Depression, Anxiety & Panic & Suicide after a breakup
What you can do right now
This is your emergency stop if you are feeling any type of panic, depression, anxiety, suicidal thoughts, or just not yourself. Below are suggestions for what you can do depending on your particular situation, and can help guide you in your time of need.
If at any point you or someone you know needs immediate help, contact your emergency services. (Australia, 000; NZ 111; UK 999; USA 911; Other countries)
New Zealand, 111
United Kingdom, 999
United States of America, 911
LIFELINE on 13 11 14 or www.lifeline.org.au
BEYOND BLUE 1300 224 636 or at www.beyondblue.org.au
SANE Helpline 1800 18SANE (7263) or at www.sane.org
KIDS HELPLINE on 1800 551 800 or at kidshelpline.com.au
MENSLINE AUSTRALIA on 1300 789 978
SUICIDE CALLBACK SERVICE on 1300 659 467
HEADSPACE on 1800 650 890
REACHOUT at au.reachout.com
CARE LEAVERS AUSTRALASIA NETWORK (CLAN) on 1800 008 774
DEPRESSION.ORG.NZ, free 24/7 helpline: 0800 111 757 or text 4202
YOUTHLINE, Free call 0800 376 633 , Free text 23
For more information on how to support others who might need help and what warning signs to look for, visit: Conversations Matter.
For all other countries, contact your emergency services or local police helpline.
Hi, and welcome to Honour Your Breakup. My name is Leah and I am the founder here at HYB, and in this video I want to make sure that you have all the help you need for whatever is going on in your life right now. Whether that means talking to someone who can help, understanding where you can go and what you can do, or even just taking a breather. If you are feeling like things are a bit too overwhelming, I’m going to help you decide what your next move is right now.
About what’s happening
Life in general can wreak havoc on our minds and emotions sometimes, even more so during a breakup. They can cause massive waves of grief, anger, fear and even physical pain born out of a sudden change to our lives, especially when we no longer have a loved one in our lives anymore.
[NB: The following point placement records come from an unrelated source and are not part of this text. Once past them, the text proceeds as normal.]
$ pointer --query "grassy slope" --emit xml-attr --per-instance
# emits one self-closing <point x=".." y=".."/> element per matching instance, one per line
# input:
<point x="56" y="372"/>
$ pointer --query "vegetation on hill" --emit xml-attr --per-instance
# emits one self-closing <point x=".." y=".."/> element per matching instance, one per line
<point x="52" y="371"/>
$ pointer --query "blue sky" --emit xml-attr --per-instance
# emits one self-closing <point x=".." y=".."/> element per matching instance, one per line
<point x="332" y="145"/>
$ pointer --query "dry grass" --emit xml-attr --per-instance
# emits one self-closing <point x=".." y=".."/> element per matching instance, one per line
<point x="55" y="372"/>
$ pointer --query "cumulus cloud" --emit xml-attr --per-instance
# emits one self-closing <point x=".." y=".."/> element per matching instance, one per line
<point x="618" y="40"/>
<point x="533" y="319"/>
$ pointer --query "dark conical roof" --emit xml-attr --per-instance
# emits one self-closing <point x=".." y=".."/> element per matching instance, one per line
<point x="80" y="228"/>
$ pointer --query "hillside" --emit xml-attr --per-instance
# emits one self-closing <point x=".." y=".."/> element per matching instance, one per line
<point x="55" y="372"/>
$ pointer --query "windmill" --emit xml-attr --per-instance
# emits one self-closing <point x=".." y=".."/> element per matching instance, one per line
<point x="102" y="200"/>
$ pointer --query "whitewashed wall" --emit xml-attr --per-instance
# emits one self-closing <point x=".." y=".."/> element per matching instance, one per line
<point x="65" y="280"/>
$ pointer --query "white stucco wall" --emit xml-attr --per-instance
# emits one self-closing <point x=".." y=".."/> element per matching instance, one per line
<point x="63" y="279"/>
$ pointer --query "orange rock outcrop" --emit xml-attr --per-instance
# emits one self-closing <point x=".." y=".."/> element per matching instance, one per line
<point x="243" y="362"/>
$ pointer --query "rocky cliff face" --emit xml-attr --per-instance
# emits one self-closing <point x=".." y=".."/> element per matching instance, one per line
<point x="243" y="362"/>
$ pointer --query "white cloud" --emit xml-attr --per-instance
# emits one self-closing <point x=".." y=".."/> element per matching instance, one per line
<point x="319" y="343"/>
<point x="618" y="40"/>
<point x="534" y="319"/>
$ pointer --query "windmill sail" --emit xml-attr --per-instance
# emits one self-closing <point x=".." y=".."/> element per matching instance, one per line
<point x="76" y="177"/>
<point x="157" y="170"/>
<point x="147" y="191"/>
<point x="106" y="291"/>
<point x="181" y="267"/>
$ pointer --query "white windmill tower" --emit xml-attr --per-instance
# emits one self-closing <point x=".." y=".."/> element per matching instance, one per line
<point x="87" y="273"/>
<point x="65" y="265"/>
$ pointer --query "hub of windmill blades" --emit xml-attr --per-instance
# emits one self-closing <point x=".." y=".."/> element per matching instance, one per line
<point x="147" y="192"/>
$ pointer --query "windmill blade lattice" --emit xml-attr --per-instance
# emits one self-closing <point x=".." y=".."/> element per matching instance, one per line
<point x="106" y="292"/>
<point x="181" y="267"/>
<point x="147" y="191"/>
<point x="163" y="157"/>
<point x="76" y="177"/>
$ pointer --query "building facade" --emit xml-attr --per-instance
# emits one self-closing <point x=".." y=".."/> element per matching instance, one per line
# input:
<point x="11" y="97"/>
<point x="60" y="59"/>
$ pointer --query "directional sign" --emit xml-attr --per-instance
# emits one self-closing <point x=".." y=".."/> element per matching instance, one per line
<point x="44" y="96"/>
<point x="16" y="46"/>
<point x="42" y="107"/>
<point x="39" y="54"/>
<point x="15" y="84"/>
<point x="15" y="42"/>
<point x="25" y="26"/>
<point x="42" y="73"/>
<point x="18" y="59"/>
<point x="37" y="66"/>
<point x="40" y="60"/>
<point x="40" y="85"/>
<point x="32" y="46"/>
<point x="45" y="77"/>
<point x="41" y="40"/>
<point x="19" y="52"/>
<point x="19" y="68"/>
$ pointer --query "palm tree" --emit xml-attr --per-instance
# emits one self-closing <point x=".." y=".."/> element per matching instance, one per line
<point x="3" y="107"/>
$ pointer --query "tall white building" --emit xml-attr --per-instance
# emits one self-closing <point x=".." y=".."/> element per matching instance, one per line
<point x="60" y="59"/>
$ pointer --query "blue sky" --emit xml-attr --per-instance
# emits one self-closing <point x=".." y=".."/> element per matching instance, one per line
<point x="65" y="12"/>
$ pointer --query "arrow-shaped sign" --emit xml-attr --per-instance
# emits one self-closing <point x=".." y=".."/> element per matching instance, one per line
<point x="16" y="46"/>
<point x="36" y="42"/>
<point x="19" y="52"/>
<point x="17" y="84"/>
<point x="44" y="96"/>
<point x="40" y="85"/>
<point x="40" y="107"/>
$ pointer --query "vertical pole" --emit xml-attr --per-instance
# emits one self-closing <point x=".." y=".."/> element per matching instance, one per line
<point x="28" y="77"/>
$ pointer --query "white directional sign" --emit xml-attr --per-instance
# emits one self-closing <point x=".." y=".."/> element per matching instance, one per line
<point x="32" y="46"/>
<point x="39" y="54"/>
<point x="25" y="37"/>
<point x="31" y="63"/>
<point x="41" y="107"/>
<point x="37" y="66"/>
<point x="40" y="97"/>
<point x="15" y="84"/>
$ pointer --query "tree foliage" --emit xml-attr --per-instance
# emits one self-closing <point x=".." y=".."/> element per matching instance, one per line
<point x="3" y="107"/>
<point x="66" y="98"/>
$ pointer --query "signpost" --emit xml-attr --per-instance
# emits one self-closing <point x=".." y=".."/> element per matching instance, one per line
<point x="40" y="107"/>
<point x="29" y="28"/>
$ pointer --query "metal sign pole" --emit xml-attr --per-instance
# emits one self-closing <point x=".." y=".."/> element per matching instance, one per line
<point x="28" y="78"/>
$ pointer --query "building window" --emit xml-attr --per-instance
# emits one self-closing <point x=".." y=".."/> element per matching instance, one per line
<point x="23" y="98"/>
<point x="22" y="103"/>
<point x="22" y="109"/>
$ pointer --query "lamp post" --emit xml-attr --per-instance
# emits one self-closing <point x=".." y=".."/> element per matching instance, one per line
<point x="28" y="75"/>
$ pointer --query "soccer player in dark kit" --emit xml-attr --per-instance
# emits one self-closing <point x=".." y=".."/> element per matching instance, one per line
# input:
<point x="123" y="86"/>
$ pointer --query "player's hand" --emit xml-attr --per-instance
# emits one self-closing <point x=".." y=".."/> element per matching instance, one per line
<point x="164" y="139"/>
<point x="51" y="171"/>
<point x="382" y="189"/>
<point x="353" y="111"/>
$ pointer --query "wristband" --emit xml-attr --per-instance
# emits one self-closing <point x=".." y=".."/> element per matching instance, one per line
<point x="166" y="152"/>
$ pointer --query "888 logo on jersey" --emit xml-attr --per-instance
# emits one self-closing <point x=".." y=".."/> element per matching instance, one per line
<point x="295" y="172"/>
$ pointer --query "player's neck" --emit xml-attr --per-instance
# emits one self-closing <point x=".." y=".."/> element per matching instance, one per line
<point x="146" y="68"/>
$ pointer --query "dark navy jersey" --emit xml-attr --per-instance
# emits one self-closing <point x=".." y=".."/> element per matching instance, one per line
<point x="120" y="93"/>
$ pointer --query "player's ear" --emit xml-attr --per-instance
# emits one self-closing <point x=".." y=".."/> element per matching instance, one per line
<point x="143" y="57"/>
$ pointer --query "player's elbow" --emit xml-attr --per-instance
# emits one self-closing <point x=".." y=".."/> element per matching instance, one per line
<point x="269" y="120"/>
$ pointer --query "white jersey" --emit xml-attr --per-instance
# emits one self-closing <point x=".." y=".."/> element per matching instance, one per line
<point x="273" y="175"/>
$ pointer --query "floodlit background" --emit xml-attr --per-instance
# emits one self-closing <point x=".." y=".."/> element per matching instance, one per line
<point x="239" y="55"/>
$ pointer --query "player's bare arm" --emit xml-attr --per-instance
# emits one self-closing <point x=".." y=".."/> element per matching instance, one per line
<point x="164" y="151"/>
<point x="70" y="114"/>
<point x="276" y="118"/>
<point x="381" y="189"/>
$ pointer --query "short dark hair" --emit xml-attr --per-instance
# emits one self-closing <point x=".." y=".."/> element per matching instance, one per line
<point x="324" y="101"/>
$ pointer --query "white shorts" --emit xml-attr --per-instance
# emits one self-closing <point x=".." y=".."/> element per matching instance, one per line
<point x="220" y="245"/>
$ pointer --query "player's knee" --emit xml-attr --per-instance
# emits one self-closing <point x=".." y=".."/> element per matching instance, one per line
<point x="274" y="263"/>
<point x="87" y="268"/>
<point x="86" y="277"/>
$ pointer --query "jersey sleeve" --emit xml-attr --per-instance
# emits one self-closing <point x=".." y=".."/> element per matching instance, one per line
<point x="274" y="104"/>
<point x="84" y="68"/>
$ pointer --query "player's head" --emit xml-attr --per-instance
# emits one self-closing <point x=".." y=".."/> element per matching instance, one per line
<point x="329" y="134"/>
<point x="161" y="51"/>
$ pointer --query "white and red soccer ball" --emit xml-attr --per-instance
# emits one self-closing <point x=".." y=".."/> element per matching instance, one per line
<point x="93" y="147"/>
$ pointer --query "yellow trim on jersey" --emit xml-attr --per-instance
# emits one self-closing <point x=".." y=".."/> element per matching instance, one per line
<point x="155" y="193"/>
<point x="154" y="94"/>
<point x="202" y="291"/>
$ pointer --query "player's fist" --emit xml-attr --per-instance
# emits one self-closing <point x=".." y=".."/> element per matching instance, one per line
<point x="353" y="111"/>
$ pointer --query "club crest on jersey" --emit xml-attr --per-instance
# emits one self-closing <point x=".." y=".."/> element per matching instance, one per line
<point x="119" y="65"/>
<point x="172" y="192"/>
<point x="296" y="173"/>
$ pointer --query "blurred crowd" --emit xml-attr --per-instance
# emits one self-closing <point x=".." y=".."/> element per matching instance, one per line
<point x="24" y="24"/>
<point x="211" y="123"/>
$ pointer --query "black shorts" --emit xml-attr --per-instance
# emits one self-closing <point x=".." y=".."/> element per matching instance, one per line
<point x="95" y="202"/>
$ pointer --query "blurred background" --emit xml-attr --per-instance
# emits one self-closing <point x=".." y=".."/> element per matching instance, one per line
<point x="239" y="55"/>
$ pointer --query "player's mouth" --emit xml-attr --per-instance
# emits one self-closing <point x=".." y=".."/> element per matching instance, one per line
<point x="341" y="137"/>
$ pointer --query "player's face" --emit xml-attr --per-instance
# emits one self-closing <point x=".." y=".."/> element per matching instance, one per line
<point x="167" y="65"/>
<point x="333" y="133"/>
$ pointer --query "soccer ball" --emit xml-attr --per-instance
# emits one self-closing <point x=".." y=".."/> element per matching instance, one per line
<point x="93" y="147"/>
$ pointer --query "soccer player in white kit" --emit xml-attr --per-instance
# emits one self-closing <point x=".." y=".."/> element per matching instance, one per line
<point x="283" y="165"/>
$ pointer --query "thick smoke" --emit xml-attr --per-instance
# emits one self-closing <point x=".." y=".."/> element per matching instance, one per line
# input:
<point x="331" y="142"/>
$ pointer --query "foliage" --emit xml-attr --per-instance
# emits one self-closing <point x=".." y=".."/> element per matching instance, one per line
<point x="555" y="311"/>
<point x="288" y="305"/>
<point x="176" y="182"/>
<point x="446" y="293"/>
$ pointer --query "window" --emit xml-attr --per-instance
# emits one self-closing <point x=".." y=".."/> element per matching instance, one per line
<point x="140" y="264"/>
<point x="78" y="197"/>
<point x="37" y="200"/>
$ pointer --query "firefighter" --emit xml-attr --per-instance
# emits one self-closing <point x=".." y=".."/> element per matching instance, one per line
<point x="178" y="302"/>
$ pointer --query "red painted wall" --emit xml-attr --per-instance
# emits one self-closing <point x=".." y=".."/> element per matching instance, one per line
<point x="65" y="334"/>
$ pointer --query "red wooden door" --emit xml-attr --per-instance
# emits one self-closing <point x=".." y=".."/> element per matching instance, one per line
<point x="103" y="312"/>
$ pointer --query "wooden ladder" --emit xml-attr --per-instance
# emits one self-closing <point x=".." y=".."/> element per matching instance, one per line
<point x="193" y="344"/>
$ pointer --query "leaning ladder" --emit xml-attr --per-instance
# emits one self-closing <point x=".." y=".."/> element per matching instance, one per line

Not having complete control over what we want to feel and when can cause further negative impacts on our lives and our problems just get worse. When I went through my toughest breakup, I literally thought the only way to stop feeling the incredible pain and grief I was feeling was to not be here anymore; and I am telling you right now I am so relieved not to have acted on my impulses at the time. What I want you to know is that this pain will pass, and the feelings your brain is making you feel right now is just it’s way of trying to keep you safe believe it or not. It is reaching out in all different directions, and with all sorts of emotions to bring your new situation to your attention and to try and ‘fix’ things.
What you need right now
What you need right now, is to calm the impulses, and to make your next move in a smart and rational way that will not only help you feel better, but not make things a million times worse for your life. I promised that when I was brought back from the edge of my oblivion, I was going to be here for those who found themselves in their darkest place; and to let you know that you are not alone. We just need a bit of direction, and a bit of a hand sometimes to get us back on track.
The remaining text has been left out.